At 9:51 PM, Anonymous Anonymous said...

Plans? Those left with my size 8 jeans, my vanity and the last of our savings.

I've learned to only PLAN about 24 hours in advance. If I'm lucky.

The only longterm planning done in the Vintage house are "doomsday plans". These are the ones you plan on doing if the cycle fails. I'm already projecting Hawaii in January. Want to come?


At 10:52 PM, Blogger sherry said...

Mare, you've said it like only you can. Beautifully...

At 11:31 PM, Anonymous Anonymous said...

Hi Mare,
Once again you put it all perfectly. The loss of years to this process and the loss of the ability to plan are two of the most painful losses of infertility. But if you don't mind my saying so, I think you should chuck the idea of living child-free. I know, who am I to say such a thing! But it just echoes in your words that living child-free would be an unhappy outcome for you.

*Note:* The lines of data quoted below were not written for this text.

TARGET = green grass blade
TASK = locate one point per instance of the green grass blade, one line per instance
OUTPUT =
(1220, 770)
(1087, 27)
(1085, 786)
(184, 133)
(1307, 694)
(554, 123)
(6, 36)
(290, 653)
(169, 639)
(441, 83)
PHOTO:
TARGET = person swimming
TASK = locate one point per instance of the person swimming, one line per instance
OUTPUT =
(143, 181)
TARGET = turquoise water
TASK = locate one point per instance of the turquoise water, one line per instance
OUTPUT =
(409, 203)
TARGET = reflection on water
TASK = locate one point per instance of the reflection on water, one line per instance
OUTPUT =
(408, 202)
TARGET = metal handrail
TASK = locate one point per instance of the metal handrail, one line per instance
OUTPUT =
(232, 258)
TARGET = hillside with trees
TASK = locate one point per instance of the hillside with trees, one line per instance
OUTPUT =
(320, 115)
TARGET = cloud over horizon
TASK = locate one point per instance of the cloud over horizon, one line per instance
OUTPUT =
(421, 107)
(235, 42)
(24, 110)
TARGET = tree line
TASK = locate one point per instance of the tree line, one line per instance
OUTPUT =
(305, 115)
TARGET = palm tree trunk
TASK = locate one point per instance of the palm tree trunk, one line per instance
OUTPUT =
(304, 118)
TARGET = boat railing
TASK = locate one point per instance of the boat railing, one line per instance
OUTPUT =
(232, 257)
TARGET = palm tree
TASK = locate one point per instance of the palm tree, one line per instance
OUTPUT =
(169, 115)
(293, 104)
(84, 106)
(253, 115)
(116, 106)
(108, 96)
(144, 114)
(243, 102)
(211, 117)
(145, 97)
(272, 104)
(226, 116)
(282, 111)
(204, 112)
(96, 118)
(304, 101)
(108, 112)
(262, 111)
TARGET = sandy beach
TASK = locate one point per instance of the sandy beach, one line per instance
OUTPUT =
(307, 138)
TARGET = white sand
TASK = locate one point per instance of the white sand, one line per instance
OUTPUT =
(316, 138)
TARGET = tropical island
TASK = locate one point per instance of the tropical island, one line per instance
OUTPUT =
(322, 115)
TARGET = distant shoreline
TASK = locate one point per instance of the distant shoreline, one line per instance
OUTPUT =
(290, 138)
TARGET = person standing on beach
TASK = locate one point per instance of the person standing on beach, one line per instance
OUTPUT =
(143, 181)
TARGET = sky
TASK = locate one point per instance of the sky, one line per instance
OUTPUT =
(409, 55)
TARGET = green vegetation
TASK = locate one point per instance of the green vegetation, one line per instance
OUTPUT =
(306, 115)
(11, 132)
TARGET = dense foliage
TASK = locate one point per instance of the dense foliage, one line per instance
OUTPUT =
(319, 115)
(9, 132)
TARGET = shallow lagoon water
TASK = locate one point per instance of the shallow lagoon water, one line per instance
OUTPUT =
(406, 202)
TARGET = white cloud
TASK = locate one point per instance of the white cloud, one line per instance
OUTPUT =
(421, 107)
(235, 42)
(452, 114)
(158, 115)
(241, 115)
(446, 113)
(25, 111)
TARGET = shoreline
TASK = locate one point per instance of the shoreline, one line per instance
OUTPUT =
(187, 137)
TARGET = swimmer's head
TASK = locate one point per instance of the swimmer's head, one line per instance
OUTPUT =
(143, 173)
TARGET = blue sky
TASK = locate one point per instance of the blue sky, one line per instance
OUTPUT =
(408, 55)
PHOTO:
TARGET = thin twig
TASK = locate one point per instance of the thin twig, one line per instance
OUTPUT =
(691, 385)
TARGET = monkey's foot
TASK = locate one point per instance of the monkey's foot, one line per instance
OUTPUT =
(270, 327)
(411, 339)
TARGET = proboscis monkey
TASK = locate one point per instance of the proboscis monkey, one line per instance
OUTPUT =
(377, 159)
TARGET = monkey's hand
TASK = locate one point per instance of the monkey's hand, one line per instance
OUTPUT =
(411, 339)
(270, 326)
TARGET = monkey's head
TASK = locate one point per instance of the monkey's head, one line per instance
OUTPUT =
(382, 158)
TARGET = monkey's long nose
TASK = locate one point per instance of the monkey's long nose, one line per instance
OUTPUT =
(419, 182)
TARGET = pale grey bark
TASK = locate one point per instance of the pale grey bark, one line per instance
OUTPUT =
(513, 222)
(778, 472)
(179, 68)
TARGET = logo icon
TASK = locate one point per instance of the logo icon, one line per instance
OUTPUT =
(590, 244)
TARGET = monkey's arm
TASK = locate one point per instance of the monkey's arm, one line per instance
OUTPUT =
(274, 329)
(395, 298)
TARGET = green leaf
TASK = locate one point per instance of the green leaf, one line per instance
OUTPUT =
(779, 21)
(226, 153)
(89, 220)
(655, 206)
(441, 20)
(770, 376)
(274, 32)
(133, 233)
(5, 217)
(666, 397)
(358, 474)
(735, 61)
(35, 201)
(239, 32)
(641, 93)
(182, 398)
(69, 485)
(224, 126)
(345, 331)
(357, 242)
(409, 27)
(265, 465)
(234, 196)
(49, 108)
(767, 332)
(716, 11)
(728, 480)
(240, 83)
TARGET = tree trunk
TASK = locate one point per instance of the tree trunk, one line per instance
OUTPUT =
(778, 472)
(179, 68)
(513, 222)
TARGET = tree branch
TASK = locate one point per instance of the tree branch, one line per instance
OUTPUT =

Sadly and unfairly, it might be a couple of years before you have that bambino, but I'd say live/work/move to your heart's content up to that point where the door stays open for a kid.

I'm so sorry Mare. This just stinks. On top of that double-whammy last week (same exact thing happened to me).

Good wishes to you!

At 5:42 PM, Blogger Orodemniades said...


Damned NHS.

At 3:10 AM, Blogger NSR said...

I agree. The worst part is not being able to move in any direction. So we are just stuck, waiting.